Segment Anything (Fast)
Feature Description
This operator utilizes the FastSAM (Fast Segment Anything Model) model to perform rapid instance segmentation on input images based on user-provided prompts (such as bounding boxes, points, or text descriptions). It can identify and segment object regions in the image corresponding to the prompts.
Use Cases
-
Interactive Segmentation: When needing to quickly segment specific objects of interest in an image, prompts like bounding boxes, points, or textual descriptions in parameters can guide the model for segmentation.
-
Target Extraction: Used to precisely extract contour information of specific targets from complex backgrounds.
-
Automated Annotation Assistance: Can be part of an automated annotation workflow, quickly generating initial segmentation masks for targets through simple prompts.
Inputs and Outputs
Input Item |
Image: The color image to be segmented (must be in RGB format). List of hint points: A list containing multiple point coordinates [X, Y], used to indicate the target region to be segmented. For example, clicking several points on the target. Tooltip list: A list containing multiple bounding box coordinates, each box defined by four corner points, used to frame the target region to be segmented. |
Output Item |
Detection results: A list containing segmentation results, each result representing a segmented instance, containing its bounding box (which can be a rotated or horizontal box), category (defaults to 0 or specified category), confidence score, and segmented polygon contour. |
Parameter Descriptions
This operator relies on the Fastsam Python library. If your environment has not yet installed it, please visit Qianyi’s internal pypi source and use pip install fastsam to install. |
|
Weight files
Parameter Description |
Specifies the FastSAM model weight file (usually .pt format) to be used for segmentation. A valid model file must be selected. |
Parameter Tuning Guide |
Select a model that matches your task requirements and hardware capabilities. Generally, larger models (like FastSAM-x) have higher accuracy but are slower, while smaller models (like FastSAM-s) are faster but may have slightly lower accuracy. |
Enable GPU
Parameter Description |
Select whether to use GPU for model inference computation. If checked, ensure the computer has an available NVIDIA graphics card and the corresponding CUDA environment. |
Parameter Tuning Guide |
Enabling GPU can significantly improve processing speed. If no compatible GPU is available, this should be unchecked (use CPU). |
Image size
Parameter Description |
The size to which the input image will be scaled before being fed into the model for segmentation. |
Parameter Tuning Guide |
Larger image sizes generally lead to higher segmentation accuracy but also increase computation time and GPU/CPU memory consumption. Smaller sizes have the opposite effect. Common values include 640, 1024, etc.
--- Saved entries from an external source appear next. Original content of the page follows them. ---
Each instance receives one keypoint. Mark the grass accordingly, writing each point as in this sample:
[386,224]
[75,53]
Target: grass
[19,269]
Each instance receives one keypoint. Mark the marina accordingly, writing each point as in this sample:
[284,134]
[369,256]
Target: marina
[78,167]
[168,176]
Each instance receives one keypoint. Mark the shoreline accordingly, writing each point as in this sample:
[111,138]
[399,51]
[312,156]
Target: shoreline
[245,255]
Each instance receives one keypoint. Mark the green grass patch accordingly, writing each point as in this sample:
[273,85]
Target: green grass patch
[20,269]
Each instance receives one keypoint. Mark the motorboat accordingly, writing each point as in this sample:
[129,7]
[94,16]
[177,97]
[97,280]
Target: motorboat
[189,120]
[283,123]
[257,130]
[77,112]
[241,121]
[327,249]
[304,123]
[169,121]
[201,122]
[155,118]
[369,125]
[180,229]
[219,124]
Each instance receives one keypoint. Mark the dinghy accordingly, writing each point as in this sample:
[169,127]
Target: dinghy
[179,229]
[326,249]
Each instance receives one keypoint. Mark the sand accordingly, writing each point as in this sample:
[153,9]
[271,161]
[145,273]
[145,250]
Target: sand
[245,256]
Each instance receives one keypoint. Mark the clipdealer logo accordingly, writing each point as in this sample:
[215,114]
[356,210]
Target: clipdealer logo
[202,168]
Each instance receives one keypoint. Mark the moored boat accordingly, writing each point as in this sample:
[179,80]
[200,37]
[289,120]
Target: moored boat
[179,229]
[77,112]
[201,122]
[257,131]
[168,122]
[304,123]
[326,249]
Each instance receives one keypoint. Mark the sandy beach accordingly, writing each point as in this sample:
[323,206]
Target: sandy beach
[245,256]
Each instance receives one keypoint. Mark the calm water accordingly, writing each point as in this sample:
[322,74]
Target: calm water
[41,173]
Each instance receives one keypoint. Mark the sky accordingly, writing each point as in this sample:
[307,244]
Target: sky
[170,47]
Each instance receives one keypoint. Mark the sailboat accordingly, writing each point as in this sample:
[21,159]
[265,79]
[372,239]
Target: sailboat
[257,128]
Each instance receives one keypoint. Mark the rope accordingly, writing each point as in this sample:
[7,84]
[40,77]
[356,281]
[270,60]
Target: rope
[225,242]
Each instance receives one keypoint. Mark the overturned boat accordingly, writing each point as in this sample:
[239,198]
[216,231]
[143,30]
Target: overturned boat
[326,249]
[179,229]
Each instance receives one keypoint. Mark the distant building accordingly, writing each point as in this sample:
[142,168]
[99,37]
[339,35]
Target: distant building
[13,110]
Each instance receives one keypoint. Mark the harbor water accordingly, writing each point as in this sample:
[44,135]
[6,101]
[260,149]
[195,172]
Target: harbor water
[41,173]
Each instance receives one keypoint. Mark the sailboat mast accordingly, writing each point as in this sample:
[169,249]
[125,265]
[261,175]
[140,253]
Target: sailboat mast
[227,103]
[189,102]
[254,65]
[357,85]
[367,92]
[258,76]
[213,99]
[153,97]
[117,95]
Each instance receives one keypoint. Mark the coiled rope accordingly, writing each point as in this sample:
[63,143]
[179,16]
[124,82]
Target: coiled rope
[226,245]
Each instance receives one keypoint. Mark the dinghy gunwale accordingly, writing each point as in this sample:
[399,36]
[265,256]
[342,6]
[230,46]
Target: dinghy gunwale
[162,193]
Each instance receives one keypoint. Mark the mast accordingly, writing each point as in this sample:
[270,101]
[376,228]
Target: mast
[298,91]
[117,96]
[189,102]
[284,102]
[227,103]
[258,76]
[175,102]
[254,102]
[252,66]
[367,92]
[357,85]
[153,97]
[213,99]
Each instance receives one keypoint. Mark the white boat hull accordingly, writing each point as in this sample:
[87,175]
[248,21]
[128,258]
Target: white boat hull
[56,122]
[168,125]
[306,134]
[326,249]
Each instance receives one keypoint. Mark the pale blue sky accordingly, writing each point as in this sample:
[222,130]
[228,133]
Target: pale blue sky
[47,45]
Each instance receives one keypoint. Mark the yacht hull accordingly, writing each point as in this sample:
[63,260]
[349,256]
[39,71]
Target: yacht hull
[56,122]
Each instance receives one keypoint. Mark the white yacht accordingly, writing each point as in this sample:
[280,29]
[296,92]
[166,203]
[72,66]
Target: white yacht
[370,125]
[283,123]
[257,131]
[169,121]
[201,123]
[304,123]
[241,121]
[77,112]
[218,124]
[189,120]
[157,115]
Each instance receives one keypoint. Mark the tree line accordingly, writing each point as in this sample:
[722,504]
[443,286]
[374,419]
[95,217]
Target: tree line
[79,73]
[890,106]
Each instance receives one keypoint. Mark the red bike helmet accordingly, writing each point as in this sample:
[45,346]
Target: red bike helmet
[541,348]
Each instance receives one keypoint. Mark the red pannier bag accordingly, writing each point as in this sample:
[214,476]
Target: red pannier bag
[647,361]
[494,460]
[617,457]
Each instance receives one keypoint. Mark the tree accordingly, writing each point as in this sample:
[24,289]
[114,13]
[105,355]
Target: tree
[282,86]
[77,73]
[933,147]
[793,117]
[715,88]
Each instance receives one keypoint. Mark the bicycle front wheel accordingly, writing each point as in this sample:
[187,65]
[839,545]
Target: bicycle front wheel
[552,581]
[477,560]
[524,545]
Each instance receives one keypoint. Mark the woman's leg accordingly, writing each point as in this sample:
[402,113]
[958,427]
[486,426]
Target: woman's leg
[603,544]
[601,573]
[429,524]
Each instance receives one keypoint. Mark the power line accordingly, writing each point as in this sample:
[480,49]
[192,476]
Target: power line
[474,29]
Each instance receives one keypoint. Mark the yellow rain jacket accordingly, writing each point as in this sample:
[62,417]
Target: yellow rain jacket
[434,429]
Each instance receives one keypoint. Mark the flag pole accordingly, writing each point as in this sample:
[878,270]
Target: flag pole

A trade-off between accuracy and speed needs to be made based on the specific application scenario. |
Parameter Range |
Default value: 640 |
Confidence threshold
Parameter Description |
Confidence score threshold for filtering FastSAM’s initial segmentation results. Only segmentation results with confidence higher than this threshold will be retained. |
Parameter Tuning Guide |
Increasing this value will result in fewer segmentation outputs, retaining only objects the model is very confident about, which can reduce missegmentations and speed up post-processing. Decreasing this value will yield more segmentation results, potentially including some lower-confidence targets, but may increase missegmentations and post-processing time. Usually, start with the default value and adjust. |
Parameter Range |
[0, 1], Default value: 0.5 |
Overlap Filter Threshold
Parameter Description |
Intersection over Union (IoU) threshold for Non-Maximum Suppression (NMS). When multiple segmentation results (masks or boxes) overlap by more than this threshold, lower-confidence results will be suppressed. |
Parameter Tuning Guide |
Increasing this value allows more overlapping results to coexist, which might be suitable for scenes with dense and mutually occluding objects. Decreasing this value will more aggressively remove overlapping results, ensuring each target outputs only one best result. The default value is usually suitable for most scenarios. |
Parameter Range |
[0, 1], Default value: 0.9 |
Extra class name
Parameter Description |
Assigns a category name (ID) to the output segmentation results. FastSAM itself does not distinguish specific categories; this parameter is used to tag these segmentation results for subsequent processing (such as filtering, statistics). |
Parameter Tuning Guide |
Assign a meaningful category ID to the segmented objects according to your application scenario needs. |
Parameter Range |
Provides category name options from "0" to "29", defaults to 0. |
Prompt
Parameter Description |
Input text description to guide the model in segmenting objects related to the text content. For example, input "bag" or "red box". |
Parameter Tuning Guide |
Try using concise, specific nouns or phrases to describe the target you want to segment. You can use commas to separate multiple prompts. For example, "a blue car, the traffic light". The effectiveness of text prompts depends on the model’s comprehension ability. |
Text prompt threshold
Parameter Description |
When using text prompts, this threshold is used to filter segmentation results based on text similarity scores. Only results with similarity scores higher than this threshold will be retained. |
Parameter Tuning Guide |
This is a relatively sensitive parameter that needs adjustment based on actual results. If text prompts do not segment the desired results, try lowering this threshold; if many irrelevant results are segmented, try raising this threshold. Note that this threshold is not the confidence score in the final output results and is usually set relatively low. |
Parameter Range |
[0, 10], Default value: 0.01 |